我们提出了 AutoGen,一个开源框架,允许开发者通过组合多个相互对话的智能体来构建 LLM 应用程序,以完成任务。AutoGen 智能体是可定制的、可对话的,并且能够在多种模式下运行,这些模式结合了 LLM、人类输入和工具。它还使开发者能够使用自然语言和代码为不同的应用程序创建灵活的智能体行为和对话模式。AutoGen 作为一个通用基础设施,被 AI 从业者和研究人员广泛用于构建各种复杂程度和 LLM 能力的多样化应用。我们通过几个试点应用展示了该框架的有效性,这些应用涵盖数学、编程、问答、供应链优化、在线决策和娱乐等领域。
Introduction
Large language models (LLMs) are becoming a crucial building block in developing powerful agents that utilize LLMs for reasoning, tool usage, and adapting to new observations (Yao et al., 2022; Xi et al., 2023; Wang et al., 2023). As the scope and complexity of tasks suitable for LLMs increase, a natural strategy for enhancing agent capabilities is to employ multiple cooperating agents. Prior work suggests that multiple agents can help encourage divergent thinking (Liang et al., 2023), improve factuality and reasoning (Du et al., 2023; Naik et al., 2023), and provide guardrails (Wu et al., 2023). Given the early promising evidence, an intriguing question is: How can we facilitate the development of LLM applications that span a broad spectrum of domains and complexities using a multi-agent approach? Our insight is to use multi-agent conversations. There are at least three reasons confirming its general feasibility and utility, thanks to recent advances in LLMs: First, chat-optimized LLMs, such as GPT-4, demonstrate ability to incorporate feedback. LLM agents can cooperate through conversations with each other or humans, for example, in a dialogue where agents provide and seek reasoning, observations, critiques, and validation. Second, because a single LLM can exhibit a broad range of capabilities, conversations between differently configured agents can help combine these broad LLM capabilities in a modular and complementary manner. Third, LLMs have demonstrated the ability to solve complex tasks when broken into simpler sub-tasks. Multi-agent conversations can intuitively facilitate this partitioning and integration.
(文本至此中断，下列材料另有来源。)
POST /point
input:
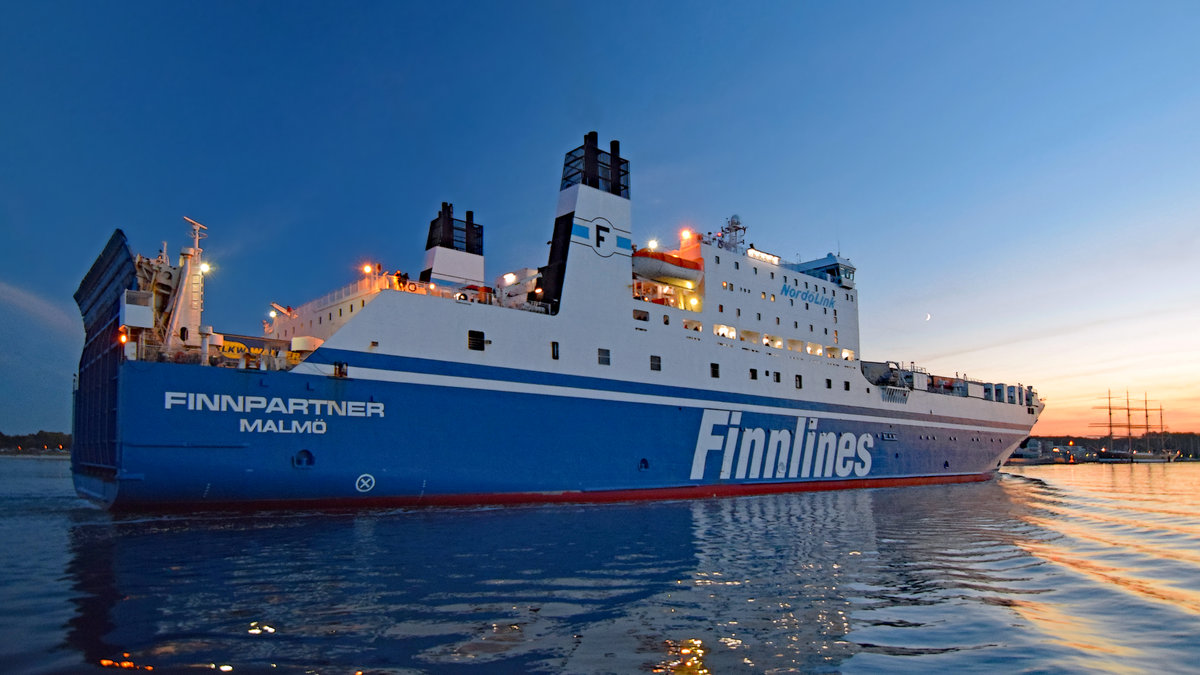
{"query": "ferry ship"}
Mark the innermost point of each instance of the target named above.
(617, 370)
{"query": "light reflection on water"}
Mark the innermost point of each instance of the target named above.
(1049, 568)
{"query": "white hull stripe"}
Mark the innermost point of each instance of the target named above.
(629, 398)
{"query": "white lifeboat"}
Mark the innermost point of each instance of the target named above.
(667, 268)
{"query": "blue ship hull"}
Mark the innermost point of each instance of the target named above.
(221, 437)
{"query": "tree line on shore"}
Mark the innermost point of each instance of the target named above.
(35, 443)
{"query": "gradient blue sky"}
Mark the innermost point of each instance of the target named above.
(1025, 173)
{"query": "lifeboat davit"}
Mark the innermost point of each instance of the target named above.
(667, 268)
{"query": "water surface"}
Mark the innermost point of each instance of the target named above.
(1048, 568)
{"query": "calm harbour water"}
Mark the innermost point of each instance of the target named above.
(1048, 569)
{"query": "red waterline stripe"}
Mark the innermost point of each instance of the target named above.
(599, 496)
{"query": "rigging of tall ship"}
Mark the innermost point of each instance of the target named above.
(613, 371)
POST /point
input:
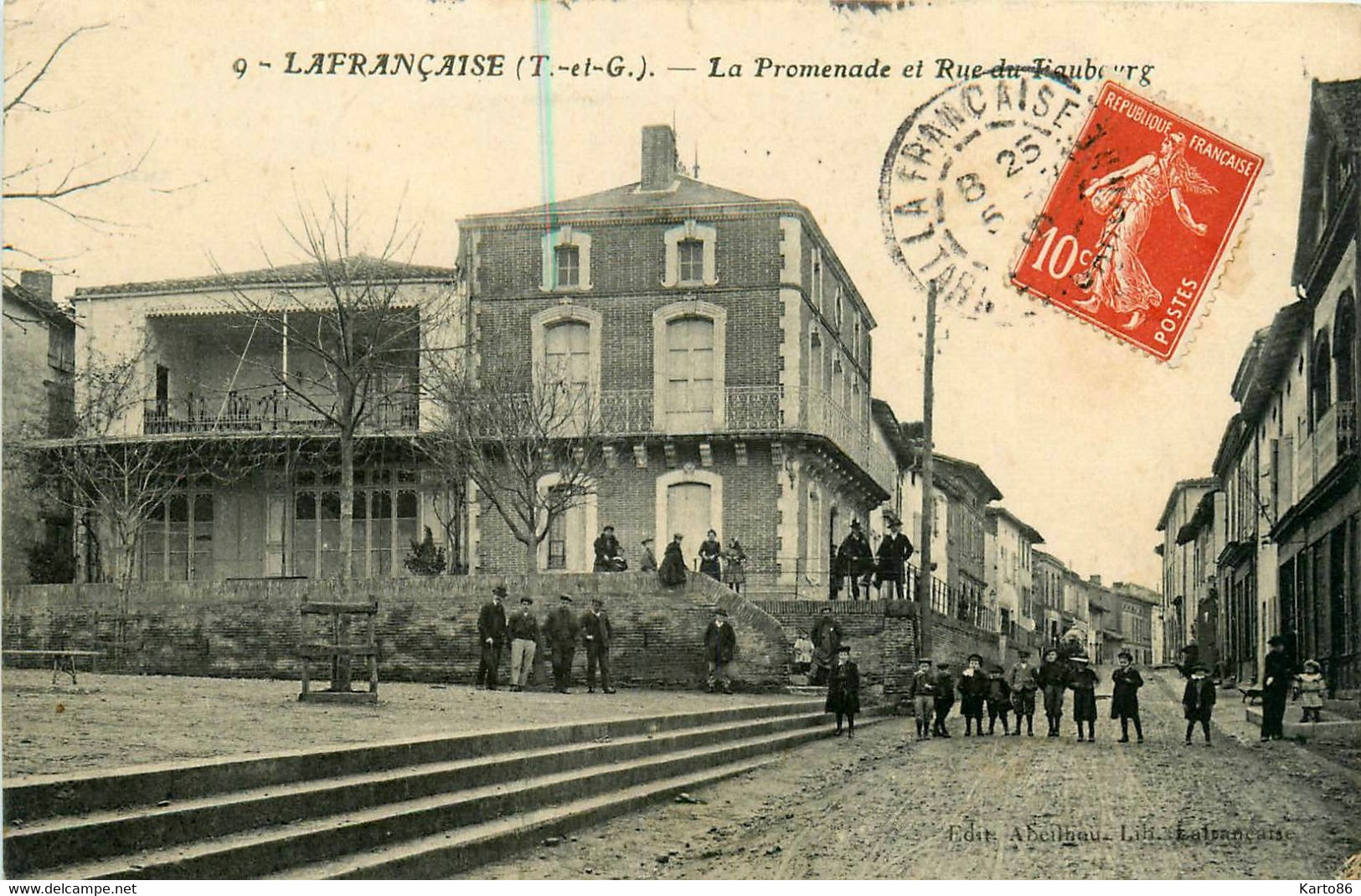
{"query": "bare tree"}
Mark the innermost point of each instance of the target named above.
(116, 484)
(359, 322)
(508, 443)
(52, 180)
大型语言模型正成为开发强大智能体的关键构建模块,这些智能体利用LLM进行推理、工具使用以及适应新的观察。随着适用于LLM的任务范围和复杂性的增加,增强智能体能力的一个自然策略是采用多个协同工作的智能体。先前的研究表明,多个智能体有助于鼓励发散性思维、提高事实性和推理能力,并提供安全护栏。鉴于早期令人鼓舞的证据,一个引人深思的问题是:我们如何利用多智能体方法促进跨越广泛领域和复杂性的LLM应用的开发?我们的见解是使用多智能体对话。得益于LLM的最新进展,至少有三个原因证实了其普遍的可行性和实用性:首先,面向聊天的优化LLM(如GPT-4)展现了整合反馈的能力。LLM智能体可以通过彼此之间或与人类的对话进行协作,例如在对话中智能体提供并寻求推理、观察、批评和验证。其次,由于单个LLM可以表现出广泛的能力,不同配置的智能体之间的对话有助于以模块化和互补的方式组合这些广泛的LLM能力。第三,LLM已经证明了将复杂任务分解为更简单的子任务时能够解决这些任务的能力。多智能体对话可以直观地促进这种划分和整合。
We desire a multi-agent conversation framework with generic abstraction and effective implementation that has the flexibility to satisfy different application needs. Achieving this requires addressing two critical questions: (1) How to design individual agents that are capable, reusable, customizable, and effective in multi-agent collaboration? (2) How can we develop a straightforward, unified interface that accommodates a wide range of agent conversation patterns? In practice, applications of varying complexities may need distinct sets of agents with specific capabilities and may require different conversation patterns, such as single- or multi-turn dialogues, different human involvement modes, and static vs. dynamic conversations. Moreover, developers may prefer the flexibility to program agent interactions in natural language or code. We present AutoGen, a generalized multi-agent conversation framework (Figure 1), based on the following new concepts:
我们渴望一个具有通用抽象和有效实现的多智能体对话框架,其灵活性能够满足不同的应用需求。实现这一目标需要解决两个关键问题:(1)如何设计出有能力、可重用、可定制且在多智能体协作中有效的单个智能体?(2)我们如何开发一个简单、统一的接口,以适应广泛的智能体对话模式?在实践中,不同复杂度的应用可能需要具有特定能力的不同的智能体集合,并可能需要不同的对话模式,例如单轮或多轮对话、不同的人类参与模式以及静态与动态对话。此外,开发者可能更倾向于灵活地使用自然语言或代码来编程智能体交互。我们提出了AutoGen,一个通用的多智能体对话框架,基于以下新概念:
1 Customizable and conversable agents. AutoGen uses a generic agent design that can leverage LLMs, human inputs, tools, or a combination thereof. Developers can conveniently create agents with different roles or responsibilities by selecting and configuring a subset of built-in capabilities or defining new capabilities. To make these agents suitable for multi-agent conversation, every agent is made conversable – they can receive, react, and respond to messages. When configured properly, an agent can hold multiple turns of conversations with other agents autonomously or with humans in the loop. The conversable agent design leverages the strong capability of the most advanced LLMs in taking feedback and making progress via conversation, and also allows combining capabilities of LLMs in a modular fashion. (Section 2.1)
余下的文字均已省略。